Confirming User Identity

[asimhg]

We have an application written in Progress 4GL that we want to lauch without asking the user for credentials.

Here is the scenario :

User logs into their Windows machine and clicks on our application icon.

Now the application need to verify if the user is a genuine user, and if yes, then show the app UI.

How can this be acomplished? Has anyone implemented a similar solution?

Any ideas or suggestion would be appreciated.


Thanks.

 

[RealHeavyDude]

You don't say anything abount your Progress/OpenEdge version and the OS this should run on.

There are many, many, many ways to achieve something like this. Your way is depending on your requirements.

If you don't do the authentification in your application then it must be ensured that the user is authentificated in another system - which may or may not be the OS itself on which the client is running. Do you need to deal with weak or strong user authentification ( weak, user is authenticated only by something he knows, strong, user is authenticated by something he has and something he knows )?
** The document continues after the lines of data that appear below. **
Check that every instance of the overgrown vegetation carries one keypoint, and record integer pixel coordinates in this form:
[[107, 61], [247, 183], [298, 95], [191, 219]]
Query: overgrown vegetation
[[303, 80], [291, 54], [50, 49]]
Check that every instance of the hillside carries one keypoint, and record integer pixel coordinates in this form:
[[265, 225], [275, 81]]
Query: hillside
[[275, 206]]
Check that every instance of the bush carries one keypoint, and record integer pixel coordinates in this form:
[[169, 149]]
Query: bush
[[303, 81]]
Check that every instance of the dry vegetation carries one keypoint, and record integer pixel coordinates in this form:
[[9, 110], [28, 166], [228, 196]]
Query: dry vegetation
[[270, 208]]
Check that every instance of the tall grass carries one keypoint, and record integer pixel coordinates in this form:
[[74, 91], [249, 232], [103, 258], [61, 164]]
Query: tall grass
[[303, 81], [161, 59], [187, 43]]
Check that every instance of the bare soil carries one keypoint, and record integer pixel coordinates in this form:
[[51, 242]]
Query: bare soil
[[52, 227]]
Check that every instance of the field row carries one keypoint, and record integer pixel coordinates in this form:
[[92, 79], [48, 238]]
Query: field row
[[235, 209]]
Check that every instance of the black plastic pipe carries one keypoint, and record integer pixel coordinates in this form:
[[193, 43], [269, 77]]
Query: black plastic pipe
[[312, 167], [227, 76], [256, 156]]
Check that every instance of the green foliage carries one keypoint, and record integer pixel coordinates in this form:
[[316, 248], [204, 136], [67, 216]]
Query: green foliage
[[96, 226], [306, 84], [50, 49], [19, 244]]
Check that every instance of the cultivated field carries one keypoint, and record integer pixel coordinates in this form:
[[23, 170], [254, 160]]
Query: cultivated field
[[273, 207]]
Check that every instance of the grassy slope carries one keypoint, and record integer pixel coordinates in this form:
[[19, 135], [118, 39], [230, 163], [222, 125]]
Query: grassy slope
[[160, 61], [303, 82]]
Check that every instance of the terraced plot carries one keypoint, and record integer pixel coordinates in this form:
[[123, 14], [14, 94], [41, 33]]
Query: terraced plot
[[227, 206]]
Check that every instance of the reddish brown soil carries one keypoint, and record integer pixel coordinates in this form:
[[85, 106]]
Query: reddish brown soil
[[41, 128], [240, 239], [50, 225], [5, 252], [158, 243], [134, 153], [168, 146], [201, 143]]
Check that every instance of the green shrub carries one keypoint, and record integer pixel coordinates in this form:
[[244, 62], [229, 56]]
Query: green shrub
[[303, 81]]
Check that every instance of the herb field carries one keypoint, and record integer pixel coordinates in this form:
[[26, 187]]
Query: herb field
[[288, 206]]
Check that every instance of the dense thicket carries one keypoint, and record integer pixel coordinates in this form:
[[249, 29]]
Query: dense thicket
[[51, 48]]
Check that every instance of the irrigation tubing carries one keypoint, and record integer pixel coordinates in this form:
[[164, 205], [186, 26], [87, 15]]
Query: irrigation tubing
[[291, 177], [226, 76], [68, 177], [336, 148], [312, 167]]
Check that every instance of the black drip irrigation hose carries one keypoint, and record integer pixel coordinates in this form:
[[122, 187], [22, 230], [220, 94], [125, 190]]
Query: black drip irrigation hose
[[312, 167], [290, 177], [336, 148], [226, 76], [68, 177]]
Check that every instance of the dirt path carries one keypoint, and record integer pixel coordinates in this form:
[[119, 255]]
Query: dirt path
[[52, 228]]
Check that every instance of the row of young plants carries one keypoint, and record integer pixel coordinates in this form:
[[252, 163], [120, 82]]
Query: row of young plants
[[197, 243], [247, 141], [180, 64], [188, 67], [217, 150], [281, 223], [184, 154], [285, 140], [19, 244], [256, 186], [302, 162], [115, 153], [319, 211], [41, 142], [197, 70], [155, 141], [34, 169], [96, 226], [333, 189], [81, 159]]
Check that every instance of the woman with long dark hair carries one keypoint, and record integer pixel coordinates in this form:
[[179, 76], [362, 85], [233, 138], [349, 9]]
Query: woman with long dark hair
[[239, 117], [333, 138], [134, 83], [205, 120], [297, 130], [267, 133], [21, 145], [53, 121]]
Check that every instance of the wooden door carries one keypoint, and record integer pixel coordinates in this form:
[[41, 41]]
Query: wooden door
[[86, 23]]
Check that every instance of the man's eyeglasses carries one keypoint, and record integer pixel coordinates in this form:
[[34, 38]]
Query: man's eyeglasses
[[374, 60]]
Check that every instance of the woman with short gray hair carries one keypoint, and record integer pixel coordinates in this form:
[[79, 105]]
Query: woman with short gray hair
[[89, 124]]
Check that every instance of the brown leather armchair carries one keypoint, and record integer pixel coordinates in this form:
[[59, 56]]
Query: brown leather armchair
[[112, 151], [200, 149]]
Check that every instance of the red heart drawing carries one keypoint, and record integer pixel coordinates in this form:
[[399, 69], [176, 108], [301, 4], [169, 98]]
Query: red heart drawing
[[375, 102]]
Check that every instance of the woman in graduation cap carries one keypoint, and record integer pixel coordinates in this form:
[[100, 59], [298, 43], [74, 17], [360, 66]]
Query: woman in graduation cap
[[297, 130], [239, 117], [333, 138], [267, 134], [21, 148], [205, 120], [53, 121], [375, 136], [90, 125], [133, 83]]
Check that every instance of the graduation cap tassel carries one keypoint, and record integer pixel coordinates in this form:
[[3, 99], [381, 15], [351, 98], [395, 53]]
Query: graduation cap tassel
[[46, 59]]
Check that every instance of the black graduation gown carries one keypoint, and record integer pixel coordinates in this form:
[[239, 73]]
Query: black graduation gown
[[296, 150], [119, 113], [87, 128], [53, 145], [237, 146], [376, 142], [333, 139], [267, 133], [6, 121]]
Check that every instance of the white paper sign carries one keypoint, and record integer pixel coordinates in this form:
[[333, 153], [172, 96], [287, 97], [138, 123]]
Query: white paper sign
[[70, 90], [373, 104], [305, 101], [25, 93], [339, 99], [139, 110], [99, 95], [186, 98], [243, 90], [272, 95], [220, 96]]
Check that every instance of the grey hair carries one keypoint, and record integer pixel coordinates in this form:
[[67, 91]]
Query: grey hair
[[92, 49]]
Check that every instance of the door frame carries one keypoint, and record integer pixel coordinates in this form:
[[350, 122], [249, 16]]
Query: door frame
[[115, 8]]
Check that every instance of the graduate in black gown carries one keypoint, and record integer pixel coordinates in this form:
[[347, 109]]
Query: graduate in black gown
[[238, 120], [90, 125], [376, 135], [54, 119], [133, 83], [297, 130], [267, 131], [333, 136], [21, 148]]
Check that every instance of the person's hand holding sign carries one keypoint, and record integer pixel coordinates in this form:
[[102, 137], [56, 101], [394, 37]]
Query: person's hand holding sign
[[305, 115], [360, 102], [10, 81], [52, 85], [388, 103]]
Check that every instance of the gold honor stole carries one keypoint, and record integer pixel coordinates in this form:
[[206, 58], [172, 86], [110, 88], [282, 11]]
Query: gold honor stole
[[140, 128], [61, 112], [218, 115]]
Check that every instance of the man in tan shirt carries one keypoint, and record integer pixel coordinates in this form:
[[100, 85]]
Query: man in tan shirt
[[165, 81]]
Strong authentification for example could be a SSL client certificate.

You need to be more specific on your requirements in order to give an adice.

Depending on which version of Progress/OpenEdge the thing is running on you are tied to _User table or you are able to use the client principal object to authenticate then user against the database.

Regards, RealHeavyDude.

 

[asimhg]

The user is already authenticated when he/she logs on to their Windows machine against Active Directory, but the requirement is that we should verify if it is a genuine user before launching our Progress 4GL app (OpenEdge 10.1C).

If ActiveDirectory issues some kind of a unique token to every logged in user, then we would like to pass that token to Progress and let Progress contact ActiveDirectory to verify the authenticity of that token before that user is granting permission to launch the app.

Or if there is a way Progress could contact ActiveDirectory to confirm if the currently logged in user is a genuine user, that would work too.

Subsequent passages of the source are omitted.